# Australian Woodstove pellets



## poopandpee (Aug 4, 2020)

Hi,

most information on bunny stuff is from America, I am trying to buy woodstove pellets with no accelerants? but in Australia, they're not very descriptive, under specification it just lists colour lol?
I am currently using pine pellets $14 for 15kg - but the supplier is very far away and I hear woodstove pellets are cheaper?

Are these the right ones?
Maxiheat Wood Pellets - 15KG - $17
https://www.bunnings.com.au/hardwood-15kg-bbq-and-heater-pellets_p0046730 - $13

other ones I find are all fancy apple, hikory wood pellets and I am not planning on BBQ'ing my buns anytime soon.


----------



## Satrevino (Aug 4, 2020)

I also use wood stove pellets for my rabbits litter and when you search then up as “wood stove pellets”, your going to see pellets that are for burning and most likely have chemicals added to them. Have you tried searching up “pelleted bedding” instead? It’s the same thing pretty much, just pelleted bedding is made for or animals so it doesn’t have added chemicals. People use them for horse bedding, so if you have any store with horse stuff nearby, check them out. I get mine from a horse store: 40lbs for $3.65, they usually have good prices. 
For the wood stove pellets that you found, it doesn’t say if it has added chemicals or not, but it probably does since it’s for burning.


----------



## poopandpee (Aug 4, 2020)

with the Bunnings one, it says 100% hardwood, I am in lockdown at the moment so can't check, but lets say it is there's no extra additives, is hardwood pellets ok? Most I see are pine pellets for bedding


----------



## Satrevino (Aug 4, 2020)

I think as long as it doesn’t have any additives it should be fine, whether it’s made of hardwood or a softer wood doesn’t matter. I have seen that softer woods are a bit more absorbing though.


----------



## JBun (Aug 5, 2020)

I don't know that hardwood is going to work as well and may not be as absorbent, and some hardwoods could be harmful if ingested. I would stick with softwood pellets like pine if possible.


----------



## poopandpee (Aug 5, 2020)

They don't eat the pellets fortunately or chew on any of my furniture, I also have a grate on top of the pellets. I will see if Bunnings has a softwood option though.


----------



## Zee-Man (Aug 6, 2020)

I can't say for sure about Oz, but wood fuel pellets do not contain anything but wood. The feed stock is put into a bin where it gets mashed into and through a die. Think play-doh or pasta on an industrial scale. The feed stock is heated to expand the lignins before mashing. That is all that holds the wood fibers together. No glues or waxes are used, they simply are not needed. If you are really concerned about accelerants, use the pellets designed for smokers and BBQs.

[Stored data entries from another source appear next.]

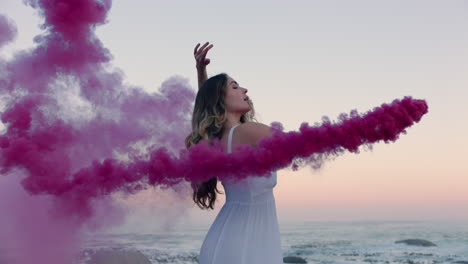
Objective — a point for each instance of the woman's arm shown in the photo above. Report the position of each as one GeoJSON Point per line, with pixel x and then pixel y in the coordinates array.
{"type": "Point", "coordinates": [202, 61]}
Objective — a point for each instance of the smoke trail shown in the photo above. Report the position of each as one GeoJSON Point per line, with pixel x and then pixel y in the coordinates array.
{"type": "Point", "coordinates": [75, 133]}
{"type": "Point", "coordinates": [63, 107]}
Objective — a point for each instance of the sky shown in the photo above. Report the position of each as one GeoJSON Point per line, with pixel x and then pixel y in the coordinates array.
{"type": "Point", "coordinates": [300, 61]}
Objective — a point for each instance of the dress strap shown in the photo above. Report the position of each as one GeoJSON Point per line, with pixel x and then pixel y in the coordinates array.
{"type": "Point", "coordinates": [230, 138]}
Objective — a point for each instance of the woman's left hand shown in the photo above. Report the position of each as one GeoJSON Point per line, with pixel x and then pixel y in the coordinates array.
{"type": "Point", "coordinates": [200, 55]}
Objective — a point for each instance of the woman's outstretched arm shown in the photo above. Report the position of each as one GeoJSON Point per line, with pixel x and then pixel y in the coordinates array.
{"type": "Point", "coordinates": [202, 61]}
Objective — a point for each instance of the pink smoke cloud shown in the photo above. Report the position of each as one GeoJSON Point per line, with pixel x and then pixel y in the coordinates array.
{"type": "Point", "coordinates": [78, 134]}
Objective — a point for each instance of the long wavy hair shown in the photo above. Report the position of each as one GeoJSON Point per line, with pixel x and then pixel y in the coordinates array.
{"type": "Point", "coordinates": [208, 122]}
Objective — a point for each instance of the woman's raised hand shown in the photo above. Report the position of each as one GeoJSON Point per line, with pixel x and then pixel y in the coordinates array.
{"type": "Point", "coordinates": [200, 55]}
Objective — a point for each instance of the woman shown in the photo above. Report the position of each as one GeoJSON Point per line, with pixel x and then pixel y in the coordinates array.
{"type": "Point", "coordinates": [246, 229]}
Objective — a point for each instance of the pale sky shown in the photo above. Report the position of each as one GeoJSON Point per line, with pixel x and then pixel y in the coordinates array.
{"type": "Point", "coordinates": [308, 59]}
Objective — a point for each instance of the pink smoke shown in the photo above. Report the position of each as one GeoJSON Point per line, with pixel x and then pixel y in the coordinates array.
{"type": "Point", "coordinates": [75, 133]}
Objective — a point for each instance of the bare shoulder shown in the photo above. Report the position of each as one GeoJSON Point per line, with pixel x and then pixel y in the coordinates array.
{"type": "Point", "coordinates": [252, 132]}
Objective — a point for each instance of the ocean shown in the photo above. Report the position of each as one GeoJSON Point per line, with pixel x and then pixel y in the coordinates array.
{"type": "Point", "coordinates": [316, 242]}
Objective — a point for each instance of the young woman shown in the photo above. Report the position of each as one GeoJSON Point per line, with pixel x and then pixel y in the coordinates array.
{"type": "Point", "coordinates": [246, 229]}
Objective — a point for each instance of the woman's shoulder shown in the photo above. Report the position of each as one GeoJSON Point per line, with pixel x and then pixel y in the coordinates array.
{"type": "Point", "coordinates": [252, 132]}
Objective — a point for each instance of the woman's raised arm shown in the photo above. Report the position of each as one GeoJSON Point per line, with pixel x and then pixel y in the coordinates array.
{"type": "Point", "coordinates": [202, 61]}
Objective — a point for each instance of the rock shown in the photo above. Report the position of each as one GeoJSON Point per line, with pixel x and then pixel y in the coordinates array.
{"type": "Point", "coordinates": [112, 256]}
{"type": "Point", "coordinates": [417, 242]}
{"type": "Point", "coordinates": [293, 259]}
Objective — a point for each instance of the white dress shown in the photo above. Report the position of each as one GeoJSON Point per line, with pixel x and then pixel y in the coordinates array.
{"type": "Point", "coordinates": [246, 229]}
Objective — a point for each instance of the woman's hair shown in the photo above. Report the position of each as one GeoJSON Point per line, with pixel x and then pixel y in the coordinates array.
{"type": "Point", "coordinates": [208, 120]}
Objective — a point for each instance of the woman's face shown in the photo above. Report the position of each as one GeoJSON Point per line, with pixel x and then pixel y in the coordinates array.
{"type": "Point", "coordinates": [236, 99]}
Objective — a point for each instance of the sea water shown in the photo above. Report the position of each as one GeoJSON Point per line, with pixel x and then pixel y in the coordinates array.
{"type": "Point", "coordinates": [316, 242]}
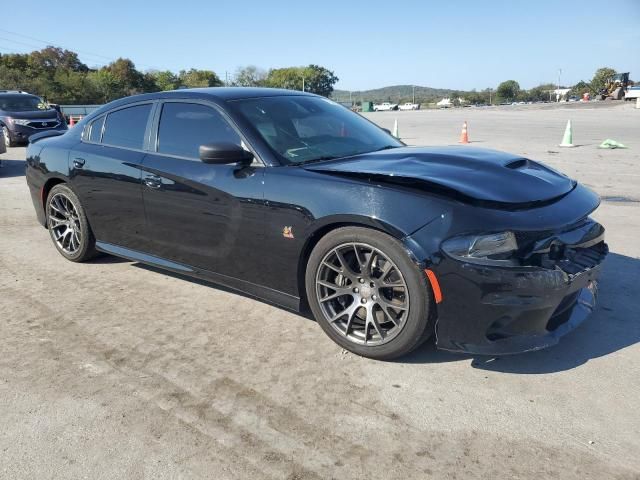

Read more about pellet fuel standards here: http//pelletheat.org I can't think that it is very different down under. A good place to start for Autralia and New Zealand might be Wood fuels - Bioenergy Association

PS, for softwood pellets, look for standard grade. Premuim will always be hardwood. Either way, the moisture content is what counts. The pellets will expand and fall apart as the rabbits pee on them, if they are not litter trained that is.


----------



## poopandpee (Aug 6, 2020)

Amazing thanks! Most of the pellets I find are for bbqs.
What pellets are the accelerant ones used for our of curiousity?


----------



## Zee-Man (Aug 15, 2020)

There are no accelerants used in wood pellets in the USA and not likely in the EU/OZ/NZ. Accelerants are not part of the standard. If an accelerant is needed to ignite pellets (usually gelled alcohol) it must be applied by the end user. Wood pellet appliances rely on a precise mixture of air to fuel. If a pellet manufacturer added accelerant to the pellets it would mess up that ratio and be potentially dangerous to the end user and harmful to the appliance. If you find wood pellet that has accelerant in them you should avoid them for all uses (except maybe campfire? who would want them for that?).


----------